Menurut laporan yang dirilis oleh Mediazona, media oposisi Rusia, dan dikutip oleh Anadolu Agency serta Middle East Monitor pada Rabu (22/4/2026), puluhan warga Israel tersebut, beberapa di antaranya memiliki kewarganegaraan ganda, ditahan hingga lima jam dalam kondisi yang digambarkan "keras". Laporan itu merinci bahwa mereka tidak diberikan akses makanan atau air, ponsel mereka disita dan diperiksa secara menyeluruh oleh Dinas Keamanan Federal Rusia (FSB). Petugas keamanan juga dilaporkan mengajukan pertanyaan sensitif terkait konflik yang sedang berlangsung antara Israel dan Iran.

Seorang warga Israel yang sempat mengalami penahanan, sebagaimana diungkapkan Mediazona, menuturkan perlakuan kasar dari petugas Rusia yang juga menyampaikan pesan-pesan bernuansa politik. Salah satu pesan yang dikutip adalah: "Iran merupakan sekutu strategis Rusia, dan musuh Teheran sudah pasti musuh Moskow." Selain itu, para petugas dilaporkan menyatakan bahwa kunjungan warga Israel ke Moskow "tidak diinginkan". Mereka akhirnya dibebaskan setelah diminta menandatangani dokumen "peringatan" yang detail isinya tidak dipublikasikan.

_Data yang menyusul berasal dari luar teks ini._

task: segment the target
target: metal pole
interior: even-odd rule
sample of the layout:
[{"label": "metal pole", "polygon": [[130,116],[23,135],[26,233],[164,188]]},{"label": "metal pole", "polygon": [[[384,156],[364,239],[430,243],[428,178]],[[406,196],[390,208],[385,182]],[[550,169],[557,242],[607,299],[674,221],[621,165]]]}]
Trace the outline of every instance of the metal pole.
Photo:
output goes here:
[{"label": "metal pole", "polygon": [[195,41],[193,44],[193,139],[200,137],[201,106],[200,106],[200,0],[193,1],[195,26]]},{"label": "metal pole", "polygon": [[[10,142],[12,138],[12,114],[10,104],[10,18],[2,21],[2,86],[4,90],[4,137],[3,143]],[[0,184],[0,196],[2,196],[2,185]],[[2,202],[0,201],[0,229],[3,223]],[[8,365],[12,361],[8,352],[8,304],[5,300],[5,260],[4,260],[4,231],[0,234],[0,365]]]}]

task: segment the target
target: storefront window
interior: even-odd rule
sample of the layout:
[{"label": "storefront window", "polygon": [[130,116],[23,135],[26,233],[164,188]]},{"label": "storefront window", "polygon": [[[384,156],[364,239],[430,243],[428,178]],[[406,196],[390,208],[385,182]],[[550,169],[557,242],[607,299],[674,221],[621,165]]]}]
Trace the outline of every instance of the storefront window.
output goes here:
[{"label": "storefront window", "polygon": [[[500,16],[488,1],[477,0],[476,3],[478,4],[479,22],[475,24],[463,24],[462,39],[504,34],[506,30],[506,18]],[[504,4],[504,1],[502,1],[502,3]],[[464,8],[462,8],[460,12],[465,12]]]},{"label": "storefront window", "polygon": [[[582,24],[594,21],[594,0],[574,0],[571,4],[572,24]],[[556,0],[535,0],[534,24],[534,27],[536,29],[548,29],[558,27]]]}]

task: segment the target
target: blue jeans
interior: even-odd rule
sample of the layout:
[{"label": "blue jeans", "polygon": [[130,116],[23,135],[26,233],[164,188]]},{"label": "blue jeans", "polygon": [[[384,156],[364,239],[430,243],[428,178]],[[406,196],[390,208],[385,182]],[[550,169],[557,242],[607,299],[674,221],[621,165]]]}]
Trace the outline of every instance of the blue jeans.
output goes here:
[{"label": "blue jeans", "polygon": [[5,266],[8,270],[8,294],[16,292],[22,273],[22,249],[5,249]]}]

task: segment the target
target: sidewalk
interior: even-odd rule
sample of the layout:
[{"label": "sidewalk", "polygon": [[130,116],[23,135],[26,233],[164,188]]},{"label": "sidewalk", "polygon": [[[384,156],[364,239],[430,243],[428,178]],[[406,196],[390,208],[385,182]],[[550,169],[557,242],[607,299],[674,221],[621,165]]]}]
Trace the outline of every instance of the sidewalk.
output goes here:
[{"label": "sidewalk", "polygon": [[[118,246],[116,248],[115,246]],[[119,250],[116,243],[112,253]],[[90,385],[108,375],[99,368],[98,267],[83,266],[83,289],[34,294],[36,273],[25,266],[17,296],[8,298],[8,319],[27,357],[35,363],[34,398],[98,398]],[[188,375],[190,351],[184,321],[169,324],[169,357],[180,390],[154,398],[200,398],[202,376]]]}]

Kementerian Luar Negeri Israel (Kemlu) telah mengonfirmasi insiden ini pada Senin (20/4) malam, membenarkan bahwa sekitar 40 warga negaranya ditahan saat pemeriksaan paspor di Bandara Domodedovo. Sebagai respons, Tel Aviv telah mengeluarkan peringatan perjalanan (travel warning) yang secara tegas menyarankan warganya untuk menghindari kunjungan ke Rusia.
Menanggapi gelombang laporan media yang disertai berbagai tuduhan, Duta Besar Rusia untuk Israel, Anatoly Viktorov, dengan tegas membantah klaim tersebut. "Saya menolak keras narasi yang beredar di media mengenai ‘penahanan’ dan ‘interogasi’ warga Israel, tentang penolakan akses ke fasilitas toilet, serta tuduhan pertanyaan bermotif politik dari petugas perbatasan Rusia," ujar Viktorov.
Viktorov bahkan menegaskan bahwa prosedur yang diterapkan Rusia jauh lebih lunak dibandingkan dengan perlakuan petugas perbatasan Israel di Bandara Ben Gurion, baik saat kedatangan maupun keberangkatan. Meskipun demikian, ia menyatakan kesediaan Rusia untuk "melanjutkan dialog profesional dengan pihak Israel terkait isu perjalanan timbal-balik."